TrainForge is my answer to that problem. It's a self-service platform that lets you train models with one click, but all the compute happens in your own GitHub Actions + AWS account. I never see your AWS credentials. This post will walk you through why this approach makes sense and how it actually works.
Why this problem exists
Before we dive in, let's talk about the situations where you even need this.
The "shiny new model" problem
You see a new model on Hugging Face or a cool paper on arXiv. You want to try it out. But then you look at the requirements:
- "Requires 24GB VRAM" - you have a laptop with 8GB
- "Training takes 12 hours on 4x A100s" - you have a MacBook
- "Tested on Linux with CUDA 11.8" - you're on an M1 Mac
Your options are pretty limited. You could:
- Buy a $3000 GPU workstation (expensive, overkill for one experiment)
- Rent a cloud GPU for a few hours (requires setting up cloud accounts, learning Terraform)
- Use a managed ML platform (requires trusting them with credentials or data)
None of these are great if you just want to run a quick experiment.
The trust problem with ML platforms
Most ML training platforms follow one of two patterns:
Pattern 1: "Give us your AWS keys"
- You paste AWS credentials into their dashboard
- They provision infrastructure in your account
- You have to trust them with admin-level access
- If they get breached, so do you
Pattern 2: "Run on our infrastructure"
- You upload your code and data to their servers
- They run your training on their GPUs
- Convenient, but expensive and you lose control
- Your data and models live on their systems
Both patterns require significant trust. What if there was a third way?

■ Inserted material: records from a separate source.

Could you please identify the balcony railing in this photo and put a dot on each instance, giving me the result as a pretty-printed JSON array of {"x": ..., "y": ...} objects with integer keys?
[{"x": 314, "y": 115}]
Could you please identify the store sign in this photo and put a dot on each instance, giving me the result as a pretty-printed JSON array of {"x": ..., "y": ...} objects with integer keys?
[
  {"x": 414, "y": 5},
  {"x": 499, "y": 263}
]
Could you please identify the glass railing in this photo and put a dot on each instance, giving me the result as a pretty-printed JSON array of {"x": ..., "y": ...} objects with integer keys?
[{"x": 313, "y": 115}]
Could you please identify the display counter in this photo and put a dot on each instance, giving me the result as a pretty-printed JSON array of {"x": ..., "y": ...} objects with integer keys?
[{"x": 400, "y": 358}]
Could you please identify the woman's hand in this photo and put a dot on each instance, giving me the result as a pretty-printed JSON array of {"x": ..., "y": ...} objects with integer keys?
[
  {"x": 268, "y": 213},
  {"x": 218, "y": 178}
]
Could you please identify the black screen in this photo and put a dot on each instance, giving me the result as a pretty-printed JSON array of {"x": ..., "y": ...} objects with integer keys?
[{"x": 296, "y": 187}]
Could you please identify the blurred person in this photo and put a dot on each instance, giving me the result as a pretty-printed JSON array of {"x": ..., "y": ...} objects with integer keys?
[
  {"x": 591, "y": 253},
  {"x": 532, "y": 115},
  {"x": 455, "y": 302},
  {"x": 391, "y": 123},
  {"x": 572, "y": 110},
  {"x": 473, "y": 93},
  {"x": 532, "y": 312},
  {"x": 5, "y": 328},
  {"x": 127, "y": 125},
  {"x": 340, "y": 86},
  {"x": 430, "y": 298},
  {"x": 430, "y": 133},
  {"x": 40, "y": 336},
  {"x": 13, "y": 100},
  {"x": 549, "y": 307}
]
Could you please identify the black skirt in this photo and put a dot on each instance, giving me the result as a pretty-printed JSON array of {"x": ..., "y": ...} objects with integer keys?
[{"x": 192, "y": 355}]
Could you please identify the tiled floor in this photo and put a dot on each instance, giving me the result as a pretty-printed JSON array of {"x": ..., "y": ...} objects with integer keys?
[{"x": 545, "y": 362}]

How TrainForge works differently
The core idea is simple: TrainForge orchestrates your training, but never touches your credentials or infrastructure.
You click "Train" → TrainForge triggers workflow → GitHub Actions provisions AWS → Training runs → Infrastructure destroyed
All the heavy lifting happens in GitHub Actions running on YOUR account. TrainForge just provides the UI and automation layer.
Here's what happens under the hood:
Step 1: Connect your GitHub repo
You install the TrainForge GitHub App and grant it access to specific repositories. The permissions are minimal:
- Contents: Read & Write - so we can add the workflow file
- Actions: Read & Write - so we can trigger training runs
That's it. We can't read your source code (only write the workflow file), and we definitely can't access GitHub Secrets.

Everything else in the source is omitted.